In the past, HOPE was able to provide spay and neuter services completely free for residents. Since the prices have now increased, they are now asking that residents pay only a small portion of the fees.
The fees are extremely minimal, however.
The team is still making appointments, but they will be forced to limit the number of surgeries they can perform due to financial restrictions.
“We need to raise the money in order to afford this consideration to residents in Upland,” said Coffman. HOPE is currently looking into grant funding to keep the program running.
The surgeries take place in a mobile veterinary care unit that is a part of Western University of Health Sciences.
Another great benefit to the program is the experience provided to first and second year veterinary students. It is a rare opportunity for them to get to work hands on with pet owners and their beloved pets. A certified veterinarian actually performs the surgeries, however, the students are able to assist.

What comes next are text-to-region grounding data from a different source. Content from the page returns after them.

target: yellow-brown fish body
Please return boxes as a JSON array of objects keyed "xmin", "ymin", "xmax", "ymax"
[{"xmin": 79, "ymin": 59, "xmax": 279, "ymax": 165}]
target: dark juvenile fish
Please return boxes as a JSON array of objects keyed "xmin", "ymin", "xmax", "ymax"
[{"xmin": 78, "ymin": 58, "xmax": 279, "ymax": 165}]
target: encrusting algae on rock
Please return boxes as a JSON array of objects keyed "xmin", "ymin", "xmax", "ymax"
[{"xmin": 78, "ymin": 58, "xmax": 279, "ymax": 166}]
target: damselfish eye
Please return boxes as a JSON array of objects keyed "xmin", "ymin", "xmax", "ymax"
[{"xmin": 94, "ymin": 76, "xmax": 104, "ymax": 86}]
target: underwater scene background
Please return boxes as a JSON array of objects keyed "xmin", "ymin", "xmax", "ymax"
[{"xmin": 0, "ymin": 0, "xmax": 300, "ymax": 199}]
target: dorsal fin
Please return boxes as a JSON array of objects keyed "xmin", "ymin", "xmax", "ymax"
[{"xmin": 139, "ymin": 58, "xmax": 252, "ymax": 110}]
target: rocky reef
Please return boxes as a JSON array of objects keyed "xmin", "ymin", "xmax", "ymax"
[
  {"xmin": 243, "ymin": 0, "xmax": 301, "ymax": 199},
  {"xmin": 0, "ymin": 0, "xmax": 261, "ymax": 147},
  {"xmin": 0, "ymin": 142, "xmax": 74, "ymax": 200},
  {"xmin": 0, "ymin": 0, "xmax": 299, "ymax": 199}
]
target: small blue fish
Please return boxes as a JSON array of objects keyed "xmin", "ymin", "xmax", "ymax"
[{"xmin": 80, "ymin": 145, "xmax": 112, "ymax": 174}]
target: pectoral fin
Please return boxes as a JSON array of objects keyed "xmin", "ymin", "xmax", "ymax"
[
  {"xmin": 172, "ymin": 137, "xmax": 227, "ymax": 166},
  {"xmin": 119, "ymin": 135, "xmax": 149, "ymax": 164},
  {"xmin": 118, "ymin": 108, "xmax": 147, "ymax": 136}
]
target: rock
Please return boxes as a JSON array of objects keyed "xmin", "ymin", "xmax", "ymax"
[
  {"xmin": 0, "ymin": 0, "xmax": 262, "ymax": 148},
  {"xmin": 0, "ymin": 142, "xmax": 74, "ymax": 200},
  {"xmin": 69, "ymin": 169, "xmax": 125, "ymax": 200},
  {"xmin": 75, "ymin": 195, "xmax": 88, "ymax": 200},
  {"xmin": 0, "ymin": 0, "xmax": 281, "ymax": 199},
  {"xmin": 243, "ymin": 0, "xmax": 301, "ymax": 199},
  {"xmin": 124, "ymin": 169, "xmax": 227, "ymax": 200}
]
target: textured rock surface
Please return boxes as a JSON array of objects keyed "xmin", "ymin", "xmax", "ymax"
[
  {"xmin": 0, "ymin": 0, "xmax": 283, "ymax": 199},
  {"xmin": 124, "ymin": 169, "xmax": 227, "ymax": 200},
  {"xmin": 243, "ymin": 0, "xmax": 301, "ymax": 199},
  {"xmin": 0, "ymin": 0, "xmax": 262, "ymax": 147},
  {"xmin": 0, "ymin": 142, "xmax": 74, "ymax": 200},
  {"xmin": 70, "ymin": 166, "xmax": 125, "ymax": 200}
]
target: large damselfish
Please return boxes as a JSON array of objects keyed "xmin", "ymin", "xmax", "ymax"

“The students have hands-on experience…and a lot of curriculum don’t have clinical skills for the first two years in that capacity, so we feel like we’re pretty much at the forefront to have them come in,” said Eva Jaeger, VACS program coordinator at Western.
HOPE is hoping the program will also educate pet owners about the importance of spaying and neutering their pets. The surgery is able to help prevent pets from getting cancer later in life.
Males are extremely susceptible to testicular cancer, while females are at risk of mammary tumors.
“Even if you breed your dog, which I don’t encourage unless you have a really high-quality breeding program, even the really dedicated breeders would spay and neuter dogs at four or five years old just to eliminate any risk involved,” Jaeger said.
In addition, pets who have not been spayed or neutered are much more likely to escape to find a mate.
Coffman explains that a lack of spay and neuter practices result in the high number of homeless animals in shelters.
“We currently don’t need more animals being born. We have enough that we’re killing,” she said.
“I mean that’s ridiculous,” Coffman said. “Why add to the misery to see all these animals going down when we don’t have to? It’s just awful. As much as people say oh, my dog never gets out of the yard, it happens.”